For each study, we recorded the first author, year of publication, the ethnic group of the study population, the method of genotyping, the number of genotyped cases and controls, the source of control population, the standard errors (SE) or the 95% confidence interval (CI) and the odds ratio (OR). We extracted the calculated ORs in each study so as to reflect the same allelic contrast. We performed meta-analysis when 4 or more studies were available for each SNP. All eligible articles were independently screened by two researchers and consensus reached.
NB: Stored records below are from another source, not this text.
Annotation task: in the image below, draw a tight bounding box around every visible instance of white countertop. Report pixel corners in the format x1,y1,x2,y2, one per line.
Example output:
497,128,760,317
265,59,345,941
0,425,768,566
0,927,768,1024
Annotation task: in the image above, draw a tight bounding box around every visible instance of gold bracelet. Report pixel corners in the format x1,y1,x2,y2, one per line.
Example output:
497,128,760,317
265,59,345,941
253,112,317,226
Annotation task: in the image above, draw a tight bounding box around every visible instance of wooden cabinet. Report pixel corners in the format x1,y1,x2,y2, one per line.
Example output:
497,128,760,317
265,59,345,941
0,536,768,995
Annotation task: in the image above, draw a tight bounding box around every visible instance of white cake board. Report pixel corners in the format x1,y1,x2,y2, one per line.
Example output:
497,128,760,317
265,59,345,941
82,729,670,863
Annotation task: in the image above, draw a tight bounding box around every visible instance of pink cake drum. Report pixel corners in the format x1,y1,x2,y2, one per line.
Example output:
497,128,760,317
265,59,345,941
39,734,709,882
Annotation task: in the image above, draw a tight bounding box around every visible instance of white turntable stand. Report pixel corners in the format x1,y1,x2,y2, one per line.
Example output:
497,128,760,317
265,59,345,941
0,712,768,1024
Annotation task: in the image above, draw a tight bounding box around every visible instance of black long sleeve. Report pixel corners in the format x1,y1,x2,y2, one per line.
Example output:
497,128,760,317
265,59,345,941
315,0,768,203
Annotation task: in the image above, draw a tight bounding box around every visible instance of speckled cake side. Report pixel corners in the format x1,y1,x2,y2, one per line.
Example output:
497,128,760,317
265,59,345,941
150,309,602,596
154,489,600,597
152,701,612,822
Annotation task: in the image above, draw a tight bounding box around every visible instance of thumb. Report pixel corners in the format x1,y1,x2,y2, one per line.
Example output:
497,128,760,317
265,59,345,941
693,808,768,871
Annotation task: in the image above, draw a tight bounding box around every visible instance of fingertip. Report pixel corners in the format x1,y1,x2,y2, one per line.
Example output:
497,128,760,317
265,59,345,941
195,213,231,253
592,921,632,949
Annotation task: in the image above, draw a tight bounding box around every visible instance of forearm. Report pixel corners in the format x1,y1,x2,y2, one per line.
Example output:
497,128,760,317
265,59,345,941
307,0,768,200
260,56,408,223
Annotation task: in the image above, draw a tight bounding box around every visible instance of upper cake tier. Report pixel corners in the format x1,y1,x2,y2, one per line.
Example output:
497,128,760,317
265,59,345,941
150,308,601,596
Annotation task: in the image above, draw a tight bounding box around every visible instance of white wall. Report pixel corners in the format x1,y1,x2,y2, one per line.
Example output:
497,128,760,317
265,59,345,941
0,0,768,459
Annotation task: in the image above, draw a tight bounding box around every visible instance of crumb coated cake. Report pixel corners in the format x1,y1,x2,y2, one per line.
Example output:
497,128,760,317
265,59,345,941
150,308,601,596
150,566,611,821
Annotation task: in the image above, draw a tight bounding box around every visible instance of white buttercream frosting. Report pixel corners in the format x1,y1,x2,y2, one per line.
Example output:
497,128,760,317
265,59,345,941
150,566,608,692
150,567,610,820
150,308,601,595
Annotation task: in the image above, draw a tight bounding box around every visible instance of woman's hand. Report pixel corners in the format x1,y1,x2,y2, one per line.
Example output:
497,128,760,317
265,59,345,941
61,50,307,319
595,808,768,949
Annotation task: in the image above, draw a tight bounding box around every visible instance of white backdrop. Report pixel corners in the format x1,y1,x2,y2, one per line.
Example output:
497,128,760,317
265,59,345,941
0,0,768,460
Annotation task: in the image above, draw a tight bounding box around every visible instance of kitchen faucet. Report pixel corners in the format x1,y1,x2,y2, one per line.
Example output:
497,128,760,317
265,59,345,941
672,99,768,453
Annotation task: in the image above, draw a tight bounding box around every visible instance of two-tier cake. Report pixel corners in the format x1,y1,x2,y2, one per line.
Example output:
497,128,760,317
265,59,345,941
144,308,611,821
The heterogeneity of the studies was assessed using the Cochran's Q test (considered significant for P < 0.10) and was quantified by the I2 statistic. I2 ranges between 0 to 100% and were considered low, moderate, large and very large for values 0%–25%, 25%–50%, 50%–75% and >75% respectively. Both fixed effects (Mantel-Haenszel) and random effects (DerSimonian and Laird) models were used to combine the data. Random effects are more conservative incorporating an estimate of the between-study variance and thus providing relatively wider 95% confidence intervals when heterogeneity exists. Egger's test was conducted with R(www.r-project.org) to evaluate the publication bias. The credibility of the associations was evaluated using the Venice criteria. Briefly this includes an assessment of the amount of evidence, replication and protection from bias that is simplified into three levels of evidence: weak, moderate and strong. The analyses were conducted with Revman5.1 package. All p values were two sided.